Book Review: Mechcraft by Brian Fitzpatrick

Posted January 3, 2020 by lomeraniel in Audiobooks, Fantasy, Review, Science-Fiction, Urban Fantasy, Young Adult / 0 Comments

Book Review: Mechcraft by Brian FitzpatrickMechcraft by Brian Fitzpatrick
Narrator: Meghan Kelly
Published by Self-published on 07-11-18
Genres: Fantasy, Science-Fiction, Urban Fantasy, Young Adult
Length: 5 hrs and 11 mins
Format: Audiobook
Source: Free Audiobook Codes
Buy on Amazon/Audible
Overal Rating: three-stars

Los Angeles - Jake London's ideal teen life is thrown into chaos when he discovers the ability to control a swarm of shape-shifting nanotechnology that has, until recently, lain dormant in his DNA.

Mechcraft is the skill of controlling the nanotech and summoning and creating tools, weapons, and even machines.

Being the first ever born with the nanotech, warring factions desire to use him for their own sinister ends. Now, with two Mechcraft agents at his side and a horde of enemies chasing them down, Jake finds himself in a desperate race to safety.

Will agents Bex and Trent be able to keep Jake safe against relentless Sasha? What unique powers will Jake be able to manifest?

He could put an end to the decades-old faction war or be the destroyer of all Mechcrafters.

Some individuals were injected with nanobots as an experiment. The results were unexpected, and several factions with incompatible views arose from this. Jake is the first human born from two parents who were injected, he is an unknown, and this is why the three factions are fighting to get him.

I have read so many good things about this book that I was looking forward to reading it. Unfortunately, it was not my cup of tea. I found the plot to be more on the urban side fantasy than science-fiction side. The science in the book involves nanobots but the physics and biology are so far fetched that it really tested my willing suspension of disbelief. It could have been a good story though, the world-building was interesting and original enough but I would have liked it to have been more developed. I just did not buy the hunters’ autodestructive view or why they were so fixated on Jake. I also had issues understanding some of the character’s actions, and could not relate to any of them. I see the appeal of this book to some young readers, but it just was not for me. My main issue is that I found a lack of motivation behind the events in the book, and this prevented me from fully getting into the story.
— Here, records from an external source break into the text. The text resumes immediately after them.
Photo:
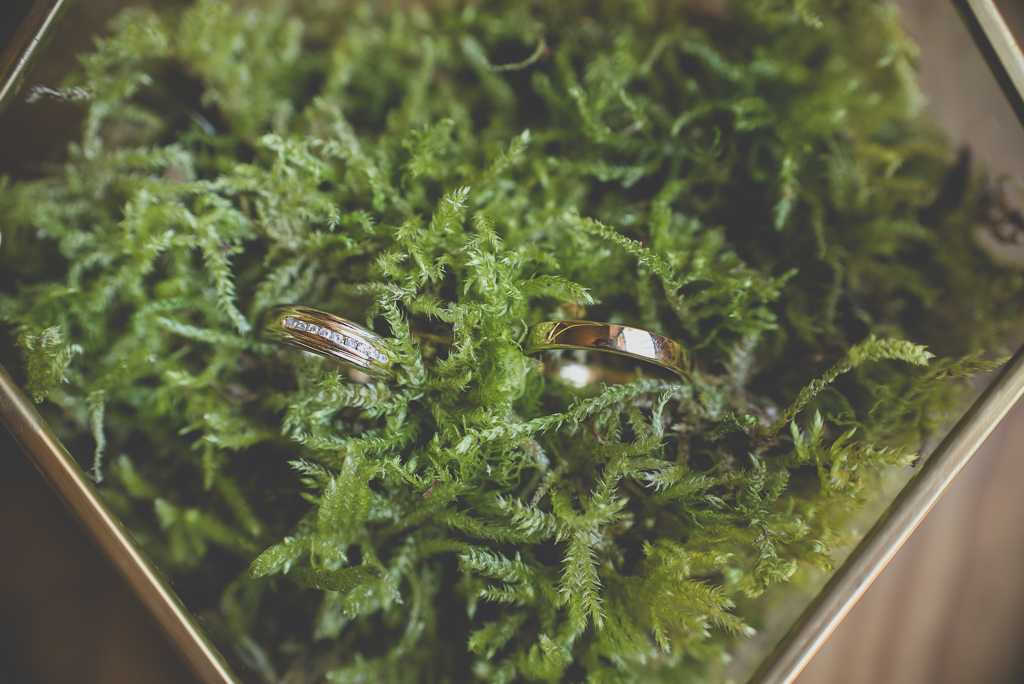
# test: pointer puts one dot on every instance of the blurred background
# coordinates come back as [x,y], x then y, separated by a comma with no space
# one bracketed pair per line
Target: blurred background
[949,608]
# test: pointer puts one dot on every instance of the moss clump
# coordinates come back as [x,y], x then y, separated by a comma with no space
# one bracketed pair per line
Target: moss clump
[749,177]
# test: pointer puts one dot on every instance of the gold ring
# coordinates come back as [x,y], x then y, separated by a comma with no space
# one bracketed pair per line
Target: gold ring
[330,336]
[622,340]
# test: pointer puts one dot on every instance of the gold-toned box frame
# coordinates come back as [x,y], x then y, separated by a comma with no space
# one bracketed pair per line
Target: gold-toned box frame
[784,663]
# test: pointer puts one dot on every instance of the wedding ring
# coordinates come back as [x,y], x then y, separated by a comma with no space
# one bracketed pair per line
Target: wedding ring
[330,336]
[622,340]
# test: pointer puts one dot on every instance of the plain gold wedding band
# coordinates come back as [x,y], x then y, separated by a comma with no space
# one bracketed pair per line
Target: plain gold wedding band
[623,340]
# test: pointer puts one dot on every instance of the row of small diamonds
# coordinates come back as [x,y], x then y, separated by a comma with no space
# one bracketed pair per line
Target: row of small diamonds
[336,337]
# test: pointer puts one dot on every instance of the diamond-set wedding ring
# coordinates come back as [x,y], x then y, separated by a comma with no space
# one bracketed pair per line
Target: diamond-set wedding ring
[330,336]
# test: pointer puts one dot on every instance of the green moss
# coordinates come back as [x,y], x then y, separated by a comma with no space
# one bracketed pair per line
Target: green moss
[752,178]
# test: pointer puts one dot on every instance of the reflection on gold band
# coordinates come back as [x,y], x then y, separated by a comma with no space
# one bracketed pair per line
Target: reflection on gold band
[622,340]
[330,336]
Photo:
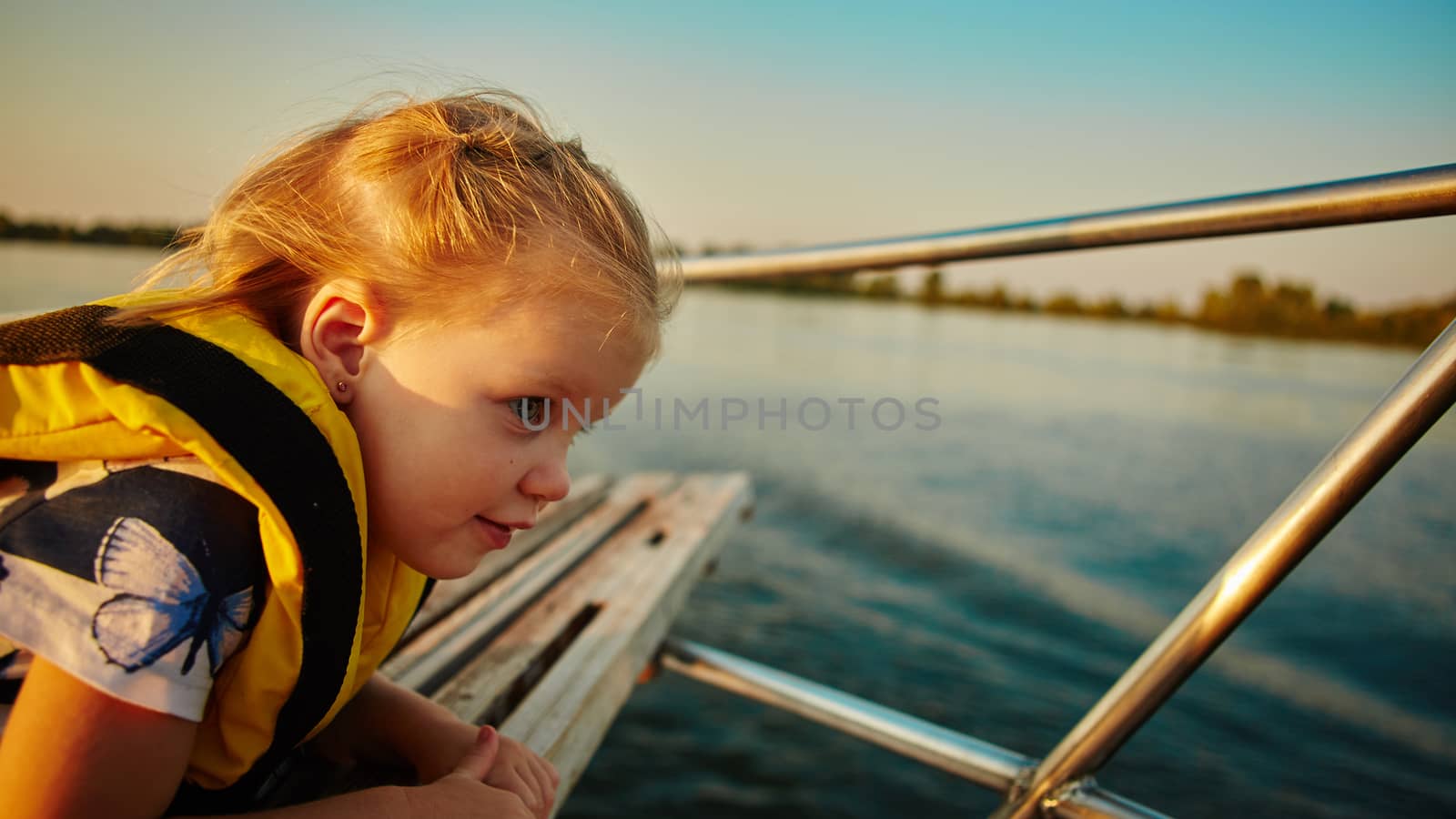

I also had serious issues with Meghan Kelly’s narration. The characters’ interpretations were good, and their voices were distinctive, but the rest of the narrative was done in a way that gave the impression that Kelly was whispering. Even action scenes were performed this way, which I found terribly distracting, and I struggled to keep my attention on the book, as I kept zoning out constantly. There were also clear volume differences between these parts and the dialogues, which did not help. There is a repeated sentence around 2:34:07.

I do not want people to be put off by this review. Again, I have read great things about this book, it was just not for me.

I received this book for free in exchange for an honest review. This does not affect my opinion of the book or the content of my review.